My year-out doing a Masters was very challenging; I learnt a lot during the year. Towards the end of the course I had to write a dissertation. I hadn’t finished it when I resumed medical school, so for a week I was juggling both. For someone who might be in this position in future, I would advise you to establish a timeline with your supervisor early on and try to work to the timeline. Don’t underestimate how much time it takes to do your writing, and allow ample time for feedback from supervisors.
Another challenging experience was having a bad experience in an OSCE (clinical exam). It was my hardest semester, when I was in preclinicals. I had spent a lot of time going to the dissection room to revise neuroanatomy and thought I finally had a good grip on it. When I got to the exam, I could not seem to remember any of my neuroanatomy. I failed a station as I knew I would, but I passed the exam overall. So although it was difficult, I got through it.
What has been the most rewarding?
The most rewarding experience has been following a pregnant woman through her labour journey. I assisted the midwife looking after her. The new parents were very grateful for my help. It was an opportunity to see how things can become very serious very quickly in medicine.

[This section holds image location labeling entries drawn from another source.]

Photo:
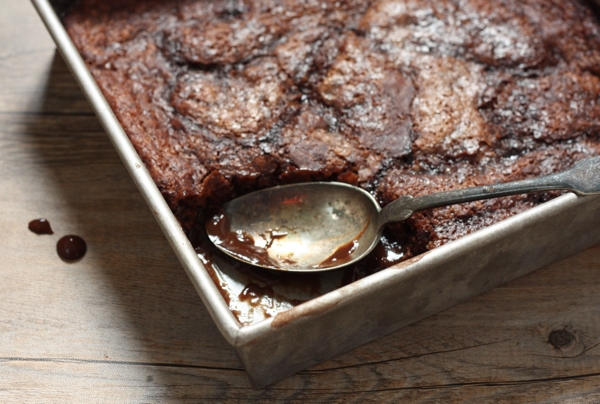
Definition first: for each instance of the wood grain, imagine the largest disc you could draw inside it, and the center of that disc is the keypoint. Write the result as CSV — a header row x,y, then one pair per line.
x,y
125,325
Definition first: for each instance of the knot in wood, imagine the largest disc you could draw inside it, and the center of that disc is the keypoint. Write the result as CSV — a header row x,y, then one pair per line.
x,y
560,338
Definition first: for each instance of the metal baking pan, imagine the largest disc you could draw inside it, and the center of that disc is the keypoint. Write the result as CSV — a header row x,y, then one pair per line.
x,y
338,319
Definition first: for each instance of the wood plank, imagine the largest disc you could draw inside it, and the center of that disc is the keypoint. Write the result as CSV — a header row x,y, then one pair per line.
x,y
124,323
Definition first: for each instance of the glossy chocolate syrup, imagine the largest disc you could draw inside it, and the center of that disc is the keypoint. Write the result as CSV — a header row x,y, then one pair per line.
x,y
40,226
239,243
263,288
71,247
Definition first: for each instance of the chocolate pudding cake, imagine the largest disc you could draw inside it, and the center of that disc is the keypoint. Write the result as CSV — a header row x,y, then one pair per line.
x,y
399,97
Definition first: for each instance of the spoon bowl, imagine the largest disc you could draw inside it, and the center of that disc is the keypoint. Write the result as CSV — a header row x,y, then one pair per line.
x,y
302,227
321,226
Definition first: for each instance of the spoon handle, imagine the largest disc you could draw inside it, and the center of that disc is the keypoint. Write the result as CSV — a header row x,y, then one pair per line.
x,y
583,179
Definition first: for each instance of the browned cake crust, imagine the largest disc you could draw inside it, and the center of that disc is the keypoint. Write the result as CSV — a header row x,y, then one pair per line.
x,y
399,97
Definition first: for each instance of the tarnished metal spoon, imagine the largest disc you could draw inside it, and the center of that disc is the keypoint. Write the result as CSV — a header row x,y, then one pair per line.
x,y
321,226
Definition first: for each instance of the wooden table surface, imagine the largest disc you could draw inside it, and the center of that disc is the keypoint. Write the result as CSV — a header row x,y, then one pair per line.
x,y
124,324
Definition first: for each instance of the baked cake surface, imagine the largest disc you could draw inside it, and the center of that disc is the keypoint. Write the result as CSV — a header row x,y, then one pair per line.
x,y
220,98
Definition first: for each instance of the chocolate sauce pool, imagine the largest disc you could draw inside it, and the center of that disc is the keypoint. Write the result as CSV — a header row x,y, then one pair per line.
x,y
40,226
71,247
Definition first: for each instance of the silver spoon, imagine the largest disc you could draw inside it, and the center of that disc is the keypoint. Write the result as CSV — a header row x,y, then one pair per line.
x,y
321,226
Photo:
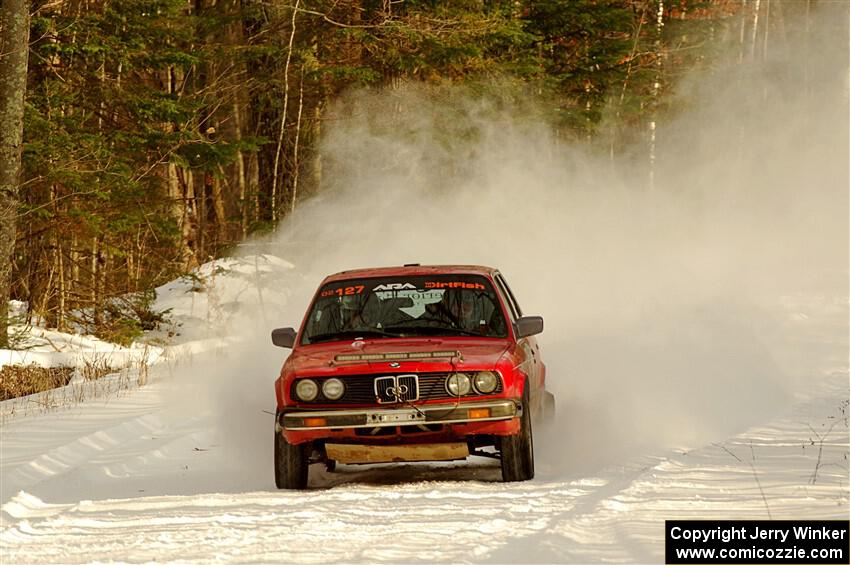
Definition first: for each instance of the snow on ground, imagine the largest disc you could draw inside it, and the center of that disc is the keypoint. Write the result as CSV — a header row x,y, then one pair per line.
x,y
181,469
122,481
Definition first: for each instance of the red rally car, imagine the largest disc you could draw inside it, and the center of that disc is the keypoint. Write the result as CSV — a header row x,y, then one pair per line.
x,y
412,363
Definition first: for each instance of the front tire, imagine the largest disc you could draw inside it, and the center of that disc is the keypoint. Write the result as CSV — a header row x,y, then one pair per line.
x,y
517,452
290,463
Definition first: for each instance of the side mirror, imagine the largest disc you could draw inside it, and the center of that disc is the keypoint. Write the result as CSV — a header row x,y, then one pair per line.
x,y
529,325
283,337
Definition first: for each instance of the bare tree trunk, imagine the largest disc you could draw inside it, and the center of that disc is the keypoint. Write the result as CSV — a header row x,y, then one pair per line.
x,y
295,165
756,9
14,50
282,129
656,86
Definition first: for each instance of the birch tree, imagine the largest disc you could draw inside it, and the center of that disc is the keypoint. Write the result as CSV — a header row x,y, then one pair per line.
x,y
14,50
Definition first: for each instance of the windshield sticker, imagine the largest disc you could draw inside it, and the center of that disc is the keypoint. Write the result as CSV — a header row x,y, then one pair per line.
x,y
394,286
344,291
418,299
455,284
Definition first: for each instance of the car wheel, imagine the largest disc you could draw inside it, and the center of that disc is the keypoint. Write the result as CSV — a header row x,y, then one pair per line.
x,y
290,463
517,451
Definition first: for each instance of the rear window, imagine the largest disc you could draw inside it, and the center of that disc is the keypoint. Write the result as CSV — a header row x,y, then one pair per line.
x,y
430,305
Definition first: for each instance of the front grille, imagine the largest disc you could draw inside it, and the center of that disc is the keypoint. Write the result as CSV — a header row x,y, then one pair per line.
x,y
361,389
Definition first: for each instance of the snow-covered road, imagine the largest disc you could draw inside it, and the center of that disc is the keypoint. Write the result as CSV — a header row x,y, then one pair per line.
x,y
130,479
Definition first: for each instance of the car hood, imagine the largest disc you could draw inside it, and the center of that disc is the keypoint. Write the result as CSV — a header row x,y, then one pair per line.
x,y
403,354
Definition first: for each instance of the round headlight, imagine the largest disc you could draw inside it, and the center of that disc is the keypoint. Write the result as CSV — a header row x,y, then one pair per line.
x,y
485,382
306,389
333,389
458,384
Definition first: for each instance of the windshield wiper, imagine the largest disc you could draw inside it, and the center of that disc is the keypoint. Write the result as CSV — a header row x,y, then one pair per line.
x,y
347,334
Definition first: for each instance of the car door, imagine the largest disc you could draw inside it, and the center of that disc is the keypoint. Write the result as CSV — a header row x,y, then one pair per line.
x,y
529,350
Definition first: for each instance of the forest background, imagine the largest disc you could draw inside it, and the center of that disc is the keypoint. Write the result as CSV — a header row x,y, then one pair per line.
x,y
159,134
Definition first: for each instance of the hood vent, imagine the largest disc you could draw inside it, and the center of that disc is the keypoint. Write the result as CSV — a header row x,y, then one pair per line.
x,y
415,356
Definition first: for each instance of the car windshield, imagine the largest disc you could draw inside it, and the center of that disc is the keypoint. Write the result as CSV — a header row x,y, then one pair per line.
x,y
430,305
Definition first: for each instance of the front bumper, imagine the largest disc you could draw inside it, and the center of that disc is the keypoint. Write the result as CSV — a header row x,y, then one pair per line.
x,y
453,413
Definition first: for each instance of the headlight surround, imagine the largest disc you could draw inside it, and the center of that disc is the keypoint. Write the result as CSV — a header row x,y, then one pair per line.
x,y
306,389
485,382
333,389
458,384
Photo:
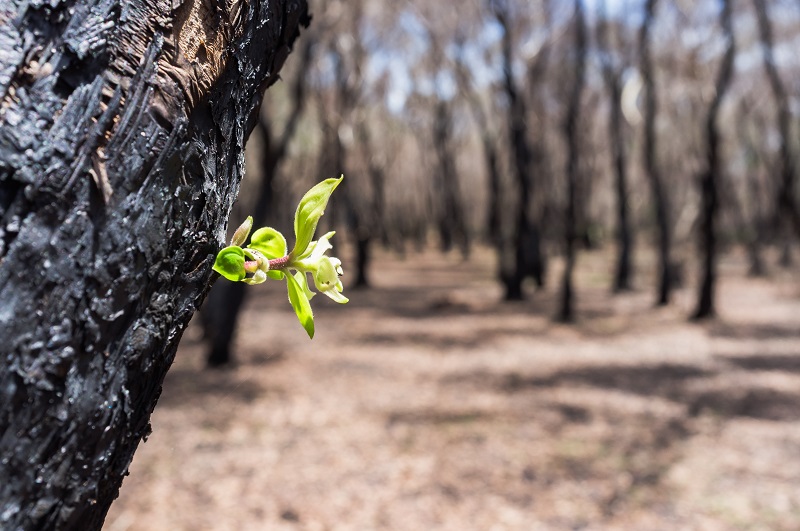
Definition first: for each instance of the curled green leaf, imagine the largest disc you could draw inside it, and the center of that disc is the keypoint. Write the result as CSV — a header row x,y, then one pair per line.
x,y
240,236
310,209
301,305
230,263
269,241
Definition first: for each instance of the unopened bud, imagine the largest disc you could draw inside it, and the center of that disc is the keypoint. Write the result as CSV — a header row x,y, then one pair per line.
x,y
241,234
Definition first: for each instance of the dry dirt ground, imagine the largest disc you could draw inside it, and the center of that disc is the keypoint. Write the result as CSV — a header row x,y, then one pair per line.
x,y
426,403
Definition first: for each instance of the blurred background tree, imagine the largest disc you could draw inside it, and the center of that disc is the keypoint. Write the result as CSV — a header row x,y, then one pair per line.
x,y
539,128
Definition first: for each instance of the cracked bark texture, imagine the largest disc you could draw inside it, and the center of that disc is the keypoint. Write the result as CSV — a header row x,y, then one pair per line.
x,y
122,133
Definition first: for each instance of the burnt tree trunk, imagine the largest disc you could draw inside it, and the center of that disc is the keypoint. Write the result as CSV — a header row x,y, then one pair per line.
x,y
526,241
612,75
452,223
122,130
228,298
566,311
788,213
709,181
651,159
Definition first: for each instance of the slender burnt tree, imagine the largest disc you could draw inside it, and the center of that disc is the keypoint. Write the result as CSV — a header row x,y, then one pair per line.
x,y
712,175
122,130
526,237
787,212
566,312
488,144
612,75
226,300
652,168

Do you think you’ve grown as a person?
I have definitely grown as a person over the years in medical school. I have learnt to manage my time better, to prioritise and identify things that need to be done, and take responsibility for my own learning. I think the greatest lesson I’ve learnt is that your progress in university is largely down to you – it becomes what you make it.
If you could give one piece of advice to someone who is about to start their medicine degree, what would it be?
Medical school is great but remember that if you struggle sometimes, that’s okay! Everyone struggles now and again so don’t be afraid to ask for help. I remember when I was doing neurology in Semester 3, I found it really difficult. There was a particular concept about signals in the eyes which I just could not get my head round and I found that really frustrating. I asked one of my friends who understood it well to explain to me. I eventually got it, and realised if it’s just that one thing I don’t understand, that doesn’t make me a bad student. It was important to weigh the relevance of that piece of information against my knowledge of medicine as a whole.
With one year to go, what do you want to do after you’ve graduated?
Chill! Chill and chill again before I start work in August. On a more serious note, I’m quite interested in psychiatry so perhaps I’ll pursue a career in psychiatry. I’m not 100% sure that’s what I want to do but it’s definitely on the cards!